Mas depois disse que, em relação a isso, há uma «quadratura do círculo», como se fosse um milagre aquilo que queremos.
Sr. Secretário de Estado, Srs. Membros do Governo: o sacrossanto mercado, de que os senhores tanto falam, está, na verdade, nas mãos da grande distribuição, dos grandes grupos económicos, dos intermediários, que conseguem o milagre, esses sim, da multiplicação dos preços, com margens de lucro absolutamente escandalosas. Ou os senhores não conhecem que, nomeadamente no pescado, os pescadores enfrentam a primeira venda com preços revoltantemente baixos para, depois, os consumidores encontrarem o mesmo pescado a preços 300%, 800% e 900% acima do preço a que foi comprado ao produtor?!
É por isso que os preços estão cada vez mais altos e os pescadores e agricultores vivem cada vez pior!
É preciso e urgente pôr Portugal a produzir, apostando no aparelho produtivo, na produção nacional, criando emprego e crescimento económico, mas com uma política de rendimentos e preços profundamente diferente, que deixe de servir o poder económico e passe a favorecer, de facto, aqueles que menos têm e menos podem.
Sr. Presidente,
Sr.as e Srs. Deputados,
Srs. Membros do Governo:
O País não se pode dar ao luxo de continuar a ser saqueado desta forma; o País não se pode dar ao luxo de continuar com esta rédea solta à especulação, à acumulação de lucro, ao roubo nos salários; o País não se pode dar ao luxo de continuar à mercê do interesse económico das grandes potências.
Nas farsas de Gil Vicente, havia um personagem representativo — o onzeneiro — que personificava aqueles que exploravam o povo e o País, com a taxa de 11% que cobravam no dinheiro que emprestavam; 500 anos depois, nestas farsas da política de direita, já não há «barcas do inferno» que carreguem os onzeneiros, os quinzeneiros, os vinteneiros e os trintaneiros, que contam com a bênção e o apoio deste Governo e dos partidos que o suportam.
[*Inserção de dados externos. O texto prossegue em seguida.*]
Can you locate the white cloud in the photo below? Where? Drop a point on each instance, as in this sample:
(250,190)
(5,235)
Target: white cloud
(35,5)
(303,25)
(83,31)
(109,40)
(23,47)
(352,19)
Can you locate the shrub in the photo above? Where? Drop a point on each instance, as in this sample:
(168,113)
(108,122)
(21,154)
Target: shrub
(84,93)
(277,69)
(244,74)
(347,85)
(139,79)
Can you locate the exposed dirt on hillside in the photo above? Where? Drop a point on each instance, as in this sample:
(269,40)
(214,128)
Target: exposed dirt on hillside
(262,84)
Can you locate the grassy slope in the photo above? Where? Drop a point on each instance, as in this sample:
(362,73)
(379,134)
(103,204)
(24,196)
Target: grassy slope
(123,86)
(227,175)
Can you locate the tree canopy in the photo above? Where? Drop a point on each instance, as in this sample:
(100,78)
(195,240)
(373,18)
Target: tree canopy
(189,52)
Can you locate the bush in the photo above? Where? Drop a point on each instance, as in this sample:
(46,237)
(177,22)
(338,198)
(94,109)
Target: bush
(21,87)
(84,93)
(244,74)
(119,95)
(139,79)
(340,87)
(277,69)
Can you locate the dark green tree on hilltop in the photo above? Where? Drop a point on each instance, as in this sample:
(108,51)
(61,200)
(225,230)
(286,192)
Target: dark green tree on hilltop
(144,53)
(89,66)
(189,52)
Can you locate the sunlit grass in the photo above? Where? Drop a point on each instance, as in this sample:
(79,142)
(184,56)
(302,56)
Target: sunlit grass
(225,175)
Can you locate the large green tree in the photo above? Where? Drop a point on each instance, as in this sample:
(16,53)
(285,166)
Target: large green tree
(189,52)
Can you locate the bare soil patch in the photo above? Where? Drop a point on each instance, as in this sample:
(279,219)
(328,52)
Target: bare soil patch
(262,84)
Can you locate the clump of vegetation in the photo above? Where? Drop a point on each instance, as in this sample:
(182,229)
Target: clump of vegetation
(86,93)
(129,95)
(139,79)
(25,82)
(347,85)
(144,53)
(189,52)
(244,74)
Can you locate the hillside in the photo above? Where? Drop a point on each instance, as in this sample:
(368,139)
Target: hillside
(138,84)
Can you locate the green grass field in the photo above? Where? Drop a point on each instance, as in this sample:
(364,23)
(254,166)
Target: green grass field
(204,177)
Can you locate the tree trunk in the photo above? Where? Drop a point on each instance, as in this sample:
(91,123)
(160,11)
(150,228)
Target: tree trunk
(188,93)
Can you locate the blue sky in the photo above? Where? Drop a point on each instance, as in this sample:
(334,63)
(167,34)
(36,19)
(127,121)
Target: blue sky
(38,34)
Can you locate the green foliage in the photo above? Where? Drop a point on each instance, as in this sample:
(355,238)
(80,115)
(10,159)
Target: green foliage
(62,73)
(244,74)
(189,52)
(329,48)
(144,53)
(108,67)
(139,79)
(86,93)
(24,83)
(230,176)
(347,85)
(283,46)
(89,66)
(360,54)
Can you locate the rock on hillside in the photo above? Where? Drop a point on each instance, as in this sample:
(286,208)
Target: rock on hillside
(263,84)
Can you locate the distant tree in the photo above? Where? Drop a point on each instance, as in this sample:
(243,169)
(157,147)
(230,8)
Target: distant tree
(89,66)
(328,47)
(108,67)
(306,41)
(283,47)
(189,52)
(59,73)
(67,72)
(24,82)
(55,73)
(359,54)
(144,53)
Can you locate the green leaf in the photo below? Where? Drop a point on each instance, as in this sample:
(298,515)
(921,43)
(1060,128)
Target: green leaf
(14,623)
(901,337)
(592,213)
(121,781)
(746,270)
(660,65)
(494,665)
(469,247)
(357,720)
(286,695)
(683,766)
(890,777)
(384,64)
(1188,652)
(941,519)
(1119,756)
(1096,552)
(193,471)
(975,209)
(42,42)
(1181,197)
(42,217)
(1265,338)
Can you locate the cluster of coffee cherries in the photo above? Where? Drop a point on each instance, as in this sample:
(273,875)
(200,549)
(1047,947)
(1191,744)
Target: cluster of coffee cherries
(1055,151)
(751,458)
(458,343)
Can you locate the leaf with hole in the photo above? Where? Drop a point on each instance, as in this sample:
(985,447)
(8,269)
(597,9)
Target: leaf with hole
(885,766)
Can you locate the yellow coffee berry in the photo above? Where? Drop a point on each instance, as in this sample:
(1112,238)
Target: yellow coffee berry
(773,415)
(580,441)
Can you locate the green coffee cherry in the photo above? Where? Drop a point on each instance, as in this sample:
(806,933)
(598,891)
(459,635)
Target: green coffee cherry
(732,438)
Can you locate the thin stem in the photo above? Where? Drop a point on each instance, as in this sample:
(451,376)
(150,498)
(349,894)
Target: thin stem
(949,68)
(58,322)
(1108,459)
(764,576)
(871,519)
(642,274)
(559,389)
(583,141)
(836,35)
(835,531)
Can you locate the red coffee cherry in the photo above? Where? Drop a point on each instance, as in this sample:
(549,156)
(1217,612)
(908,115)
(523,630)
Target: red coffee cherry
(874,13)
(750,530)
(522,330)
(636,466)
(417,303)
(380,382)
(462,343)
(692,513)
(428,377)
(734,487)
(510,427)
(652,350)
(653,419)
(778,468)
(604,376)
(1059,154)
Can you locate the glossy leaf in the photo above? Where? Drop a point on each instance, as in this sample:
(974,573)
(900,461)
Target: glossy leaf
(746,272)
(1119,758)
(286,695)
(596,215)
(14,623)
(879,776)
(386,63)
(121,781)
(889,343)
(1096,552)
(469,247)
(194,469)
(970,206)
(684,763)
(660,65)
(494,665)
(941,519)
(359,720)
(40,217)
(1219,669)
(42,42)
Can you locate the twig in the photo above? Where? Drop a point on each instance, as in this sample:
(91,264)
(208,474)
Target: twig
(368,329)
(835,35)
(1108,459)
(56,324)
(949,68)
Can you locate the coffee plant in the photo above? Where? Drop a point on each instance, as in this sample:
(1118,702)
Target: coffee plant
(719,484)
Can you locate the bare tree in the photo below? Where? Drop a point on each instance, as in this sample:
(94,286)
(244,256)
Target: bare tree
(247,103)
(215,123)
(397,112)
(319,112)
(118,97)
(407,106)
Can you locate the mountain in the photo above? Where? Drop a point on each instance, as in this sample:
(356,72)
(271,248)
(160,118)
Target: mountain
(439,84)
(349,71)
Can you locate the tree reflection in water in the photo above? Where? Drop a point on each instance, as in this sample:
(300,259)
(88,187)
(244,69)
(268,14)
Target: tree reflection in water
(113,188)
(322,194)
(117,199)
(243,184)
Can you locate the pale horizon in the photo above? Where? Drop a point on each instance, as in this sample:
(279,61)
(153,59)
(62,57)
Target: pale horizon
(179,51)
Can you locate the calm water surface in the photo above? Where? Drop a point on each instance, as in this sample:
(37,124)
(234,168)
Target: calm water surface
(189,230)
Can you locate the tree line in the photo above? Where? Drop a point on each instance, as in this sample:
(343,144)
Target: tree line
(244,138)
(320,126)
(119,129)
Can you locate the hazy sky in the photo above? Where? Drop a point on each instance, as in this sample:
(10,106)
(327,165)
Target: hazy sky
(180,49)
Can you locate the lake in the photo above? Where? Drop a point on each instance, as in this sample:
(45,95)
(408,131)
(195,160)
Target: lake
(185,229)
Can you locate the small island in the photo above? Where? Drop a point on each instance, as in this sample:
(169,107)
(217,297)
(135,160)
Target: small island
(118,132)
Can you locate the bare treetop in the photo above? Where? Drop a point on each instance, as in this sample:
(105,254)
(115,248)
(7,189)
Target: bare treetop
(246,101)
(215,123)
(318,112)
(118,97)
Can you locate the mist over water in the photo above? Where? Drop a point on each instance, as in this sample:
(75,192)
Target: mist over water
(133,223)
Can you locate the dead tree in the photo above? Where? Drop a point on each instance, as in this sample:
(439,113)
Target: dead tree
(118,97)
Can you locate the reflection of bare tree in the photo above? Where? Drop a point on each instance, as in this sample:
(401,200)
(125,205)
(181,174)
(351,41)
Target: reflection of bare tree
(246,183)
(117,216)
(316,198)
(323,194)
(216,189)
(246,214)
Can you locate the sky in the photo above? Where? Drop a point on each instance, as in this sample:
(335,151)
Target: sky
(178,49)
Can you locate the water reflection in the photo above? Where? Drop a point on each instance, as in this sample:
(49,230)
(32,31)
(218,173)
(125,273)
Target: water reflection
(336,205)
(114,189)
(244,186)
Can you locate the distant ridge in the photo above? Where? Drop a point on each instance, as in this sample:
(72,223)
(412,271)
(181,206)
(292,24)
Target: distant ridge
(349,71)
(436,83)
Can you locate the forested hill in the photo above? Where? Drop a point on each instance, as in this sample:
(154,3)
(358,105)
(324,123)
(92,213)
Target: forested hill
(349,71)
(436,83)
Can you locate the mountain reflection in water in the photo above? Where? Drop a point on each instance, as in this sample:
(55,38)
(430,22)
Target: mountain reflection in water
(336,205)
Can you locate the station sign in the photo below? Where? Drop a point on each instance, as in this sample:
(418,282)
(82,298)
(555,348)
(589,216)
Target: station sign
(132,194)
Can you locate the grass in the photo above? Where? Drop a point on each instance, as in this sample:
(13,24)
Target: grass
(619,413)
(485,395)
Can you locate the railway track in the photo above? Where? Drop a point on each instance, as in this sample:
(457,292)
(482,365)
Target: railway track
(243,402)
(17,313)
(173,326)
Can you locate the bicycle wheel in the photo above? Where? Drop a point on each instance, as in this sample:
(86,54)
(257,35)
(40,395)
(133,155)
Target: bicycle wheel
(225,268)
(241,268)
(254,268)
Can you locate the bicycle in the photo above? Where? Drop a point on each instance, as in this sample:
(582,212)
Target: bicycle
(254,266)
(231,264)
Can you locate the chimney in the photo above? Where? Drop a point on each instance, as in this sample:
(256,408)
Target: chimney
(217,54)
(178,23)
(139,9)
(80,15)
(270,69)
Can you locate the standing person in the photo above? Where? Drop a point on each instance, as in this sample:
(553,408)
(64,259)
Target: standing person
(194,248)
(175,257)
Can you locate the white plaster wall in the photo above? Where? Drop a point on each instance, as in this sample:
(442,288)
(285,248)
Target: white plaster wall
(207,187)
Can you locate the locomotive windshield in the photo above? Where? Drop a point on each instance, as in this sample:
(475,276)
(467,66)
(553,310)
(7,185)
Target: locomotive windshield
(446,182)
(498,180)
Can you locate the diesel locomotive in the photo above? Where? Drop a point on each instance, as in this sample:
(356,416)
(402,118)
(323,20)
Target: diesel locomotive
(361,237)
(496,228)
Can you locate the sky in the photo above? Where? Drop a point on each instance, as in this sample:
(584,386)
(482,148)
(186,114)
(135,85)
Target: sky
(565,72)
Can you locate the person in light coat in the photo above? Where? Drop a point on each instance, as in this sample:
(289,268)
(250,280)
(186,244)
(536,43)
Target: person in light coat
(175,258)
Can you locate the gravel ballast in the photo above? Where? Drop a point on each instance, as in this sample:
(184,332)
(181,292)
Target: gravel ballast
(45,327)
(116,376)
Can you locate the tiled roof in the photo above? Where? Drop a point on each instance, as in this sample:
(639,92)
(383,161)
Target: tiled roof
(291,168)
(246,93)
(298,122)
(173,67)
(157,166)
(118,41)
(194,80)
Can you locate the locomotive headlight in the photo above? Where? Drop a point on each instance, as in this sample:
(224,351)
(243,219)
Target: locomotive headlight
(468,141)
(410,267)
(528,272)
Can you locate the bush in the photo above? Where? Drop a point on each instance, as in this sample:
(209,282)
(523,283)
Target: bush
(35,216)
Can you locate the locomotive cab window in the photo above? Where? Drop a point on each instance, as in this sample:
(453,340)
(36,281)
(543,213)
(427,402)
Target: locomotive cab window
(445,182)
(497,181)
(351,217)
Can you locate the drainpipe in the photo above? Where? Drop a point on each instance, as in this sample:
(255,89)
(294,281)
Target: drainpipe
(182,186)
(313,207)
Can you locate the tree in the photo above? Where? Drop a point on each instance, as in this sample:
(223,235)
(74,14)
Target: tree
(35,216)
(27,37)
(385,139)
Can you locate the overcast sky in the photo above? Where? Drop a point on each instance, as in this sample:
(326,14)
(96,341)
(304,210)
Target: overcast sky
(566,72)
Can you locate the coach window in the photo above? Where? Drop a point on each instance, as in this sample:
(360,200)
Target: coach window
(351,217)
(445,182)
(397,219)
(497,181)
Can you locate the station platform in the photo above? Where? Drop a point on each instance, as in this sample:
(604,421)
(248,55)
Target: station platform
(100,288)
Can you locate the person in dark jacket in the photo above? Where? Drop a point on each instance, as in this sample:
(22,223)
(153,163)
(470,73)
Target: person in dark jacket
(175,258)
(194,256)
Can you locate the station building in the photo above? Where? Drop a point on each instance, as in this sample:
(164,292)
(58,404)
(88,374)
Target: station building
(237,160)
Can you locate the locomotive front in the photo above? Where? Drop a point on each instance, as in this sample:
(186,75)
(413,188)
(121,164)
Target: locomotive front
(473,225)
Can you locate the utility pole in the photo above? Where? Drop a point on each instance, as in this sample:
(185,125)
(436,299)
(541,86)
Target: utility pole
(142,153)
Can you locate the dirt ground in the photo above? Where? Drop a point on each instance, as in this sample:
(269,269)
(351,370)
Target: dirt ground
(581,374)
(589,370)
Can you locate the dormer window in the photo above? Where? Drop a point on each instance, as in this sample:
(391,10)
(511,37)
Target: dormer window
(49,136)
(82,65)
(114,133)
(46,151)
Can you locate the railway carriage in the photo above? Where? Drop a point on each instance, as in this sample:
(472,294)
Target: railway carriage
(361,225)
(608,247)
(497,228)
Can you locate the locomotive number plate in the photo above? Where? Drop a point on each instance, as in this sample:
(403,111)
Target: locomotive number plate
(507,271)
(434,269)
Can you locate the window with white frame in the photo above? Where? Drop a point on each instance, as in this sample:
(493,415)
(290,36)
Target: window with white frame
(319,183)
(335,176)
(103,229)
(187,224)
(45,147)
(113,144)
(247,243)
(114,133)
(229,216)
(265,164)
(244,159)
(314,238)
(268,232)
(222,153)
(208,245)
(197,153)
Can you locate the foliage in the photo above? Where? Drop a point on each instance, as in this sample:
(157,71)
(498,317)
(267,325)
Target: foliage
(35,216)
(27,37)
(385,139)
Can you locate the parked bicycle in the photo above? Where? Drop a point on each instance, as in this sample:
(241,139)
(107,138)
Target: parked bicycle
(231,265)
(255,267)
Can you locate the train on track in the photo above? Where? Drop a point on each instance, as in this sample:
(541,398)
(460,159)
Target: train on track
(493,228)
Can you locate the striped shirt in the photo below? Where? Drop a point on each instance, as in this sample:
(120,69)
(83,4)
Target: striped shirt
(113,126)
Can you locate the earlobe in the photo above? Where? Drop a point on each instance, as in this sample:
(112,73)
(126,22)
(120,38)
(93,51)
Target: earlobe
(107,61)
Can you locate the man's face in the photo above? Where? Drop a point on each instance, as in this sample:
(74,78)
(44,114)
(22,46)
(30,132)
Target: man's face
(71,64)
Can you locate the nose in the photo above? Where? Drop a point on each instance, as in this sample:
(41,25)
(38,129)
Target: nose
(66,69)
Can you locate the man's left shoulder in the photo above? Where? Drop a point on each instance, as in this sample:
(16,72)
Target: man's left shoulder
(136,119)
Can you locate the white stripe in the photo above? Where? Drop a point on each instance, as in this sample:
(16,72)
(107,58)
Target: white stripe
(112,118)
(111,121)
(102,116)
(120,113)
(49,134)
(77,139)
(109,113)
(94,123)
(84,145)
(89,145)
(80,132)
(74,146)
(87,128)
Mas será com a luta dos trabalhadores, dos utentes e das populações que esta farsa terá resposta.
Ontem, esta mesma luta teve um exemplo maior aqui à porta da Residência Oficial do Primeiro-Ministro, com a luta dos ferroviários em defesa do serviço público. A luta das populações continua, e ela aí está a demonstrar que aqueles que continuam a exigir e a lutar por uma vida melhor não acreditam em inevitabilidades.
Continuamos a afirmar que este não é o único caminho, este é o caminho para a destruição do interesse nacional e dos direitos da população. Dizemos que há uma alternativa, que não há inevitabilidades, que a política não tem de ser isto e que a vida pode ser diferente.
É esta luta que continuamos e é esta luta que aqui reafirmamos perante o povo e o País.